Changes in coronal and sagittal plane alignment following minimally invasive direct lateral interbody fusion for the treatment of degenerative lumbar disease in adults: a radiographic study.

By London Spine

Changes in coronal and sagittal plane alignment following minimally invasive direct lateral interbody fusion for the treatment of degenerative lumbar disease in adults: a radiographic study.

J Neurosurg Spine. 2011 Jul;15(1):92-6

Authors: Acosta FL, Liu J, Slimack N, Moller D, Fessler R, Koski T

Abstract
OBJECTIVE: The lateral transpsoas approach for lumbar interbody fusion is a minimal access technique that has been used by some to treat lumbar degenerative conditions, including degenerative scoliosis. Few studies, however, have analyzed its effect on coronal and sagittal plane correction, and no study has compared changes in segmental, regional, and global coronal and sagittal alignment after this technique. The object of this study was to determine changes in sagittal and coronal plane alignment occurring after direct lateral interbody fusion (DLIF).
METHODS: The authors performed a review of the radiographic records of 36 patients with lumbar degenerative disease treated with the DLIF technique. Thirty-five patients underwent supplemental posterior fixation to maintain correction. Preoperative and postoperative standing anteroposterior and lateral lumbar radiographs were obtained in all patients for measurement of segmental and regional coronal and sagittal Cobb angles.
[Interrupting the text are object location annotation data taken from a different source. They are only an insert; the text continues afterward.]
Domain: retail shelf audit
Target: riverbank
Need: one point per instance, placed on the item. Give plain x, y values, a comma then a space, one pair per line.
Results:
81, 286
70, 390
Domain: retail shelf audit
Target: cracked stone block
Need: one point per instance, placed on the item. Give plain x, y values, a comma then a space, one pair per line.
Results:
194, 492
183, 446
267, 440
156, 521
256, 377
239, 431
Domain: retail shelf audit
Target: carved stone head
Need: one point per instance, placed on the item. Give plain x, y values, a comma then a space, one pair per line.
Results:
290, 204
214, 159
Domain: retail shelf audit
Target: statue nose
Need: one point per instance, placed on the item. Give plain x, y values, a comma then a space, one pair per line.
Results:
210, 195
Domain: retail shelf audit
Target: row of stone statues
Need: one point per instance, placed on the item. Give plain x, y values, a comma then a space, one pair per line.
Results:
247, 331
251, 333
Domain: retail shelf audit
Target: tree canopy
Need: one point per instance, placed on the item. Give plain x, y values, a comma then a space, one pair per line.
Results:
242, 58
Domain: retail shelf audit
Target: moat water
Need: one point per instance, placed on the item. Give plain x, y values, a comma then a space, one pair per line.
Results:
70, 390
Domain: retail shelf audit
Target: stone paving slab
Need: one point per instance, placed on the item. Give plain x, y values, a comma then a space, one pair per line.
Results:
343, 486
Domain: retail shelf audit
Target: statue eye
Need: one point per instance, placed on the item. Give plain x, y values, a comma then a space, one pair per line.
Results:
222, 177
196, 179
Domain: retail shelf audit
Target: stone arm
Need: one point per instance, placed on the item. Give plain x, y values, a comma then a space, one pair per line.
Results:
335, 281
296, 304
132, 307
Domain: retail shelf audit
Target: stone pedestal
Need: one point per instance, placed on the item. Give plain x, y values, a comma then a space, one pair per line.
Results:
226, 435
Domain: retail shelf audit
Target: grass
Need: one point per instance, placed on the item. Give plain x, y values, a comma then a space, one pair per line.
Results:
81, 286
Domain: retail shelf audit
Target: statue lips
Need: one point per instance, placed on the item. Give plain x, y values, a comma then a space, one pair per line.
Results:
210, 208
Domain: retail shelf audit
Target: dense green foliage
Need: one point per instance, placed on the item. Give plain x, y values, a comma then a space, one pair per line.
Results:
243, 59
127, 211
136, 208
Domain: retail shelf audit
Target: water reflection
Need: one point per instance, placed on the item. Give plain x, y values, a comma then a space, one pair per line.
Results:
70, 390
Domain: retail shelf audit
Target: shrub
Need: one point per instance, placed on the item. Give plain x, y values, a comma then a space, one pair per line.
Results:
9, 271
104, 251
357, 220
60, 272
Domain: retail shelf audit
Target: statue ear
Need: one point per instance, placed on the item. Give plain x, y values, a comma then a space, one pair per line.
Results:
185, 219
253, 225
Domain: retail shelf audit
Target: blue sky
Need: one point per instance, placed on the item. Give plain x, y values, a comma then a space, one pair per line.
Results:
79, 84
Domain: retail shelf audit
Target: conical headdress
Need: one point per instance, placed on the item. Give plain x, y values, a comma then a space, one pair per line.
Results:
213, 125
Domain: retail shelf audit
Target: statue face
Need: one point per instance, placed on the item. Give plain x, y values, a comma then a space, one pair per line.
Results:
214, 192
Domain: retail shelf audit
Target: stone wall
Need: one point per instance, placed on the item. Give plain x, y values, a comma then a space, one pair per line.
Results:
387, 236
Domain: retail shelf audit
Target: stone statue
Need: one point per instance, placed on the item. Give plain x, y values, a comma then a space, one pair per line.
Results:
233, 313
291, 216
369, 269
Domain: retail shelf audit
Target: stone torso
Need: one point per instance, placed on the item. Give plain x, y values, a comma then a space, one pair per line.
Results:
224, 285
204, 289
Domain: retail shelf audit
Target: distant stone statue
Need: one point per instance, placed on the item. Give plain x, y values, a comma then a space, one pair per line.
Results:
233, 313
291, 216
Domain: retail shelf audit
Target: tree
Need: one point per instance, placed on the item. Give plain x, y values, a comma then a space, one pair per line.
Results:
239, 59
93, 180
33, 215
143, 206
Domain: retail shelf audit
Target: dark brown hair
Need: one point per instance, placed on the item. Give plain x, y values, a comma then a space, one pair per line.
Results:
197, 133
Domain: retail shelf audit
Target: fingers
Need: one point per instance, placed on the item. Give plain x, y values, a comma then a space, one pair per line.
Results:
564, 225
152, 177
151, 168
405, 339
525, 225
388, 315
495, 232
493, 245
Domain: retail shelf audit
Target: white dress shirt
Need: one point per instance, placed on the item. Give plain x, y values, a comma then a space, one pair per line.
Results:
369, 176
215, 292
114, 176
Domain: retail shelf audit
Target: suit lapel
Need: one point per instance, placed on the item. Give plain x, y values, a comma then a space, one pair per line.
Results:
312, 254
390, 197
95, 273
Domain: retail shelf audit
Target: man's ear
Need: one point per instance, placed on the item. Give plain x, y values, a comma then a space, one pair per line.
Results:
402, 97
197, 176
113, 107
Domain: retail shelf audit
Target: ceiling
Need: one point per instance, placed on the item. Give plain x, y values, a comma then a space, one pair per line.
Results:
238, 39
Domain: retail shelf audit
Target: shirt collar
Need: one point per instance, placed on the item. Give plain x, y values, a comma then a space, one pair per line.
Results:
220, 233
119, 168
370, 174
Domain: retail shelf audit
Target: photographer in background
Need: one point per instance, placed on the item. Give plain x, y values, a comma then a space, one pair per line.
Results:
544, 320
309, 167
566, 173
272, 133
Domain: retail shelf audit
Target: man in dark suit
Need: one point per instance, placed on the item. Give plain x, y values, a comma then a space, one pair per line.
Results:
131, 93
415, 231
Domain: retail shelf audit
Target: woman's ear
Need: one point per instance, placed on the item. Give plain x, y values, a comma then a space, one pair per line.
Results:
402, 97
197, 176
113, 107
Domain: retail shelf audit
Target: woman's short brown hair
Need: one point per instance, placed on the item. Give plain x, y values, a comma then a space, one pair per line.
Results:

Standing anteroposterior and lateral 36-in radiographs were also obtained in 23 patients for measurement of global coronal (center sacral vertebral line) and sagittal (C-7 plumb line) balance.
RESULTS: The mean coronal segmental Cobb angle was 4.5° preoperatively, and it was 1.5° postoperatively (p < 0.0001). The mean pre- and postoperative regional lumbar coronal Cobb angles were 7.6° and 3.6°, respectively (p = 0.0001). In 8 patients with degenerative scoliosis, the mean pre- and postoperative regional lumbar coronal Cobb angles were 21.4° and 9.7°, respectively (p = 0.0004). The mean global coronal alignment was 19.1 mm preoperatively, and it was 12.5 mm postoperatively (p < 0.05). In the sagittal plane, the mean segmental Cobb angle measured -5.3° preoperatively and -8.2° postoperatively (p < 0.0001). The mean pre- and postoperative regional lumbar lordoses were 42.1° and 46.2°, respectively (p > 0.05). The mean global sagittal alignment was 41.5 mm preoperatively and 42.4 mm postoperatively (p = 0.7). The average clinical follow-up was 21 months in 21 patients. The mean pre- and postoperative visual analog scale scores were 7.7 and 2.9, respectively (p < 0.0001). The mean pre- and postoperative Oswestry Disability Indices were 43 and 21, respectively (p < 0.0001).
CONCLUSIONS: Direct lateral interbody fusion significantly improves segmental, regional, and global coronal plane alignment in patients with degenerative lumbar disease. Although DLIF increases the segmental sagittal Cobb angle at the level of instrumentation, it does not improve regional lumbar lordosis or global sagittal alignment.